3.本法の施行開始日をもって「外資三法」は同時に廃止する。外商投資企業の組織形態や機構等には『会社法』等の法律規定を適用する。外商投資企業に5年間の過渡期間を与え、この期間中においては企業の組織形態等を元のまま維持できるとした。

●留意点
1.本法は、「外資三法」に取って代わる外商投資の基本法となります。この法律により、投資促進や保護の面で関連制度が確立されたことは、外国投資者にとって1つの安心材料となります。
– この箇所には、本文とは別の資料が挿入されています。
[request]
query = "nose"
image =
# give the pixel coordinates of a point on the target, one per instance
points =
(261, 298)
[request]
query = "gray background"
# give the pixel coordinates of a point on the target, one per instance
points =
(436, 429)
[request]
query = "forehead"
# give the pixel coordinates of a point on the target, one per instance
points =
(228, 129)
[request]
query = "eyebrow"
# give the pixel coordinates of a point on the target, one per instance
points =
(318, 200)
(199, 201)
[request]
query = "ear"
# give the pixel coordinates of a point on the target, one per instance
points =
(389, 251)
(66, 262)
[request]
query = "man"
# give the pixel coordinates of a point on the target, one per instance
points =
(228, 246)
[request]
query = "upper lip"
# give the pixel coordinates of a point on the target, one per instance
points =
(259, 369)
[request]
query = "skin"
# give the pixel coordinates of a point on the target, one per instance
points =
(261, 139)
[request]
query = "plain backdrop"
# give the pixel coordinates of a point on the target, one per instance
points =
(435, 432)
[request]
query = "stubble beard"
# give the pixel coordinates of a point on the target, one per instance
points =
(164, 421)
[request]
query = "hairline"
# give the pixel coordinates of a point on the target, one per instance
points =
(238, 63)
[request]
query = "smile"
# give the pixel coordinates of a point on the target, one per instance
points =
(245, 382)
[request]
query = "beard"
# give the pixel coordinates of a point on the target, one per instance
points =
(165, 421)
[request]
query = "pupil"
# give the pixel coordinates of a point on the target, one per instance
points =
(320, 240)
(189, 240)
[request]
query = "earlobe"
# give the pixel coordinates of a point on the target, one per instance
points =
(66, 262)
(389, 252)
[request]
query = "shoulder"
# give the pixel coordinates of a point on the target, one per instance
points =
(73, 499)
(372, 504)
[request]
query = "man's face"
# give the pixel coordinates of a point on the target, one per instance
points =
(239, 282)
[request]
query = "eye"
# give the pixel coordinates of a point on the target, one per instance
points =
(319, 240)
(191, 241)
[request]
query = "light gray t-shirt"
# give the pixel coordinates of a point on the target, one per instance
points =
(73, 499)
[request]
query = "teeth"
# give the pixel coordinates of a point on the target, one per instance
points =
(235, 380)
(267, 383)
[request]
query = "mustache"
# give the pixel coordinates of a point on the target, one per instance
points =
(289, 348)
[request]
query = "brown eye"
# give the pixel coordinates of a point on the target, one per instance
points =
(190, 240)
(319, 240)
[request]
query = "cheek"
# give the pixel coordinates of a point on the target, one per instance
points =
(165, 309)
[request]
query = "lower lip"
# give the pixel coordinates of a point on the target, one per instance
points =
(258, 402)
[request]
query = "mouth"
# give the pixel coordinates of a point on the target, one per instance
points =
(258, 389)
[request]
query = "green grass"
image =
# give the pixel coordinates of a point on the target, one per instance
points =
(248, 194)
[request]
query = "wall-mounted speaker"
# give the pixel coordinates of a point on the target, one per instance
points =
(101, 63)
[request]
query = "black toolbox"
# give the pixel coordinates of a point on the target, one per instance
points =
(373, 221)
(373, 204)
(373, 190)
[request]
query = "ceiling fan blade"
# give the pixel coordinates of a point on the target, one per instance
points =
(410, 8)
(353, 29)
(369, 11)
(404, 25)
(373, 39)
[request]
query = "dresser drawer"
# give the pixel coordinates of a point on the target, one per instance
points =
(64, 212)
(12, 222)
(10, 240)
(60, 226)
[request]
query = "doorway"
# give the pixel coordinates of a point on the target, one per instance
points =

一方、本法には原則的な規定や指導の方向性を示した規定が多く、国務院等の政府機関の具体的な実施規則等の制定による具現化が待たれるという側面もあります。外国投資者は引き続き関連の動きに十分注目することをお勧めします。

2.「外資三法」に基づいて設立された外商投資企業の組織機構や形態等は、『会社法』等の関連規定に照らして調整されることとなります。今のところ、本法の施行後に組織機構に受ける影響が大きくなるのは中外合弁企業、中外合作企業と予想されます。5年間の過渡期間が与えられてはいるものの、組織構造の調整はコーポレート・ガバナンスや株主権の分配、調整にも関わり、合弁契約及び定款等を修正する必要もあることから、関連する企業においては早めの準備着手が必要となります。